I am including below a transcription of that letter which I still have. I won't explain the technical references because my perceptive readers will get the drift.
On this, my 58th birthday, I wish to officially announce my intention to retire from Sanders effective 7 Mar 97.
It has been a great career with a wonderful assortment of challenges and opportunities, accomplishments and disappointments, and fine organizations to give to and draw from. When I started, a two-state logic device was a 12AX7 twin triode configured as an Eccles-Jordan multivibrator that ran on 220VDC and drew 150 ma of filament current. Today there are a million functional equivalents on a single chip. My work has taken me from Fort Yukon to Islamabad, from Big Spring to Colorado Springs, from Dayton to Syosset, and from Oklahoma to New Hampshire. It has ranged from audio to lasers, from student to teacher, and from field engineer to General Manager.
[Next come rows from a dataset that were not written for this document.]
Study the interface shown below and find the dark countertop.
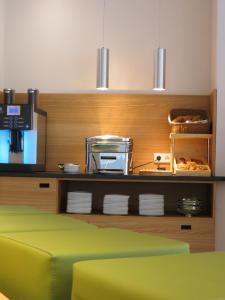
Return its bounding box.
[0,171,225,182]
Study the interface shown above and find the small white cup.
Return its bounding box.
[64,163,80,173]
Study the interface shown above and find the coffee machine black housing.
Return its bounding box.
[0,89,47,172]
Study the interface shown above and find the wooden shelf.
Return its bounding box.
[170,133,212,139]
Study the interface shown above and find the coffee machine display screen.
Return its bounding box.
[7,105,20,116]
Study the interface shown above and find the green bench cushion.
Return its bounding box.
[0,214,97,233]
[0,229,189,300]
[72,252,225,300]
[0,204,50,215]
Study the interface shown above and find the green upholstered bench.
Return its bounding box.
[0,214,97,233]
[0,229,189,300]
[72,252,225,300]
[0,204,50,215]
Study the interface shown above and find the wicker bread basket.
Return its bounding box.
[168,109,210,133]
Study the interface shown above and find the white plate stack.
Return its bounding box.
[66,192,92,214]
[103,194,129,215]
[139,194,164,216]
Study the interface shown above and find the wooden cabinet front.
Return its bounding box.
[70,214,214,252]
[0,177,58,212]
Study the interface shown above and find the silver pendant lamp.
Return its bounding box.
[96,0,109,91]
[153,0,166,92]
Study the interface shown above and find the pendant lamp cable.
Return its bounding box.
[158,0,161,48]
[102,0,106,47]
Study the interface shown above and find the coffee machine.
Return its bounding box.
[0,89,47,171]
[86,135,133,175]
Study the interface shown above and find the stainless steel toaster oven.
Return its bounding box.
[86,135,133,175]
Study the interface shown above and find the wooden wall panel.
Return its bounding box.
[2,94,210,170]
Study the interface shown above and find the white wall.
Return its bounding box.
[0,0,5,89]
[216,0,225,251]
[2,0,211,94]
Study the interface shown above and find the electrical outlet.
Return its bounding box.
[154,153,170,164]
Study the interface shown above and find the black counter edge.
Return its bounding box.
[0,172,225,182]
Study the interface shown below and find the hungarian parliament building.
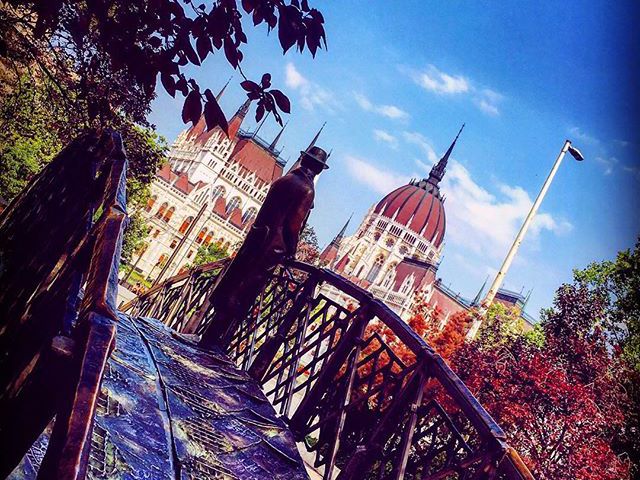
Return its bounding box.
[134,92,533,328]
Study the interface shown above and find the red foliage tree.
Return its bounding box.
[451,285,630,480]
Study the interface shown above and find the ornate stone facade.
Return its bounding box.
[320,125,531,325]
[134,94,317,279]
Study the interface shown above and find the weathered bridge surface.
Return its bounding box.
[9,314,308,480]
[0,132,533,480]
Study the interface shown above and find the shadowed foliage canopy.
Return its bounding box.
[0,0,326,131]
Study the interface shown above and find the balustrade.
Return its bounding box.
[123,262,533,479]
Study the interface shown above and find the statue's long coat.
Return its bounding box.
[203,167,315,343]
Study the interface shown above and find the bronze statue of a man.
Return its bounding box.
[200,147,329,347]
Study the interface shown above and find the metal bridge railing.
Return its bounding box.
[122,261,533,480]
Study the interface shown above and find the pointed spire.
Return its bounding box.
[305,122,327,152]
[269,121,289,151]
[471,275,489,306]
[251,114,269,138]
[229,98,251,139]
[428,123,465,185]
[320,212,353,267]
[216,75,233,103]
[520,288,533,312]
[331,212,353,247]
It has been a great ride. Along the way I have worked with hundreds of folks who have become, and will remain, good friends for life. Many of these people are Sanders people. I have worked at Sanders twice, and it was the caliber of its people that brought me back.
Because of Sanders' generosity (as well as that of Mr. Dow and Mr. Jones) I am fortunate enough to be able to retire well before the age of 65. I look forward to attacking a large backlog of deferred projects. I leave with good feelings and best wishes. I hope I have helped.
I did not want to be overly nostalgic, but it was a milestone and I thought that some of you might enjoy the letter.